Croydon’s rich history will be preserved and available to future generations after more than 400 people signed our petition to save the borough’s proud heritage.

The Museum of Croydon has received a stay of execution, with the council entering talks with the Heritage Lottery Fund (HLF) to keep it open.

The HLF gave the authority a 25-year, £933,000 grant in 2005 to make improvements to the venue, which houses the historically important Riesco Collection, Chinese ceramics dating from 2,500BC to the 19th century. It was left to the council by local businessman Raymond Riesco.

However, if the council is unable to come to an agreement with the HLF to keep the museum open, it may have to repay a portion of the money.

Sue Bowers, Head of the Heritage Lottery Fund for the London region said:

"We understand that LB Croydon is in the process of reviewing its arts and heritage provision following public consultation, and significant cuts are anticipated to balance the council's overall budget.

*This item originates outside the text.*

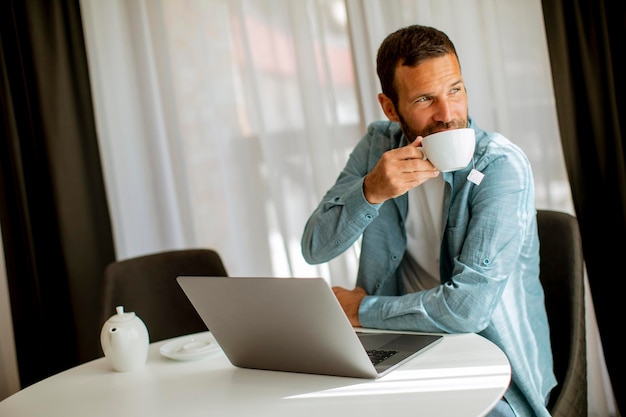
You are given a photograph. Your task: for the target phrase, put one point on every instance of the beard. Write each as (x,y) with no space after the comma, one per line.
(411,134)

"Despite these cuts, we are keen to ensure that HLF investment in the Museum of Croydon is protected for the public benefit. We are currently in discussion with the council to find a way forward so the museum can remain open to the public and continue to deliver this vital cultural service to the community."

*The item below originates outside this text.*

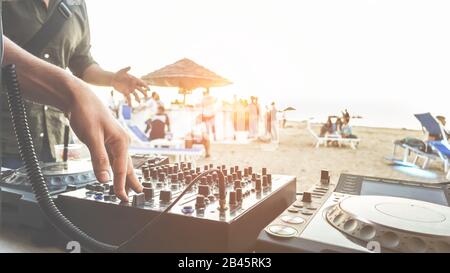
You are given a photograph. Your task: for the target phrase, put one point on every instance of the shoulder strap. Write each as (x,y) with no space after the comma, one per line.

The Local Studies Library is already operating on reduced opening hours.

The council is going to carry out a “value for money exercise” to decide how the archive section of the library will continue.

These extensive archives house Croydon’s priceless historic treasures. The library has more than 4,000 visitors and up to 2,000 remote enquiries a year.

However, Councillor Sara Bashford has pledged to keep the trained librarians working in the section and said the council would work to preserve the current opening times.

The cabinet member for culture, said: "I had very strong representation from the people that use the Local Studies Library.

"I felt we needed to try to retain that if we could. If we cut the service we would lose it forever."

Paul Sandford, chairman of the largest historical society in the borough, said: "On behalf of the Bourne Society I am delighted the Local Studies Library is to be retained with public access and trained staff and the museum is to continue with HLF assistance.

"We thank Coun Sara Bashford for conducting a fair and thorough consultation process, and for the support of other councillors in the Croydon cabinet."

Brian Roote, a local historian, said he was in the library when he heard the thrilling news.

He added: “I am relieved and very pleased the council seems to have taken people’s views into account and that Croydon’s heritage has not been discarded.”

Adrian Falks, a history enthusiast who uses the facility, said: “I am thrilled and relieved to hear it will remain open. It plays such an important part in giving people roots and an identity. The preservation of it is terrific.”

Steve Palmer, chairman, The Old Croydonians' Association said: "We're delighted that the Local Studies Library and its team are to continue provide their specialist services. Our thanks to The Croydon Guardian for organising the campaign."

Gwyneth Fookes, from the Bourne Society, said: "It is very sad that other services will be closed, but I – and others – do feel that the Local Studies Library is an essential service for the maintenance of Croydon’s records and thus the recording of its long, long history.

"The retention of trained librarians will maintain efficiency and competent – important - continuity.

"I am sure I don’t speak only for myself when I say we local historians have over the years received a first class service from the staff in the Local Studies Library and could not envisage life without them."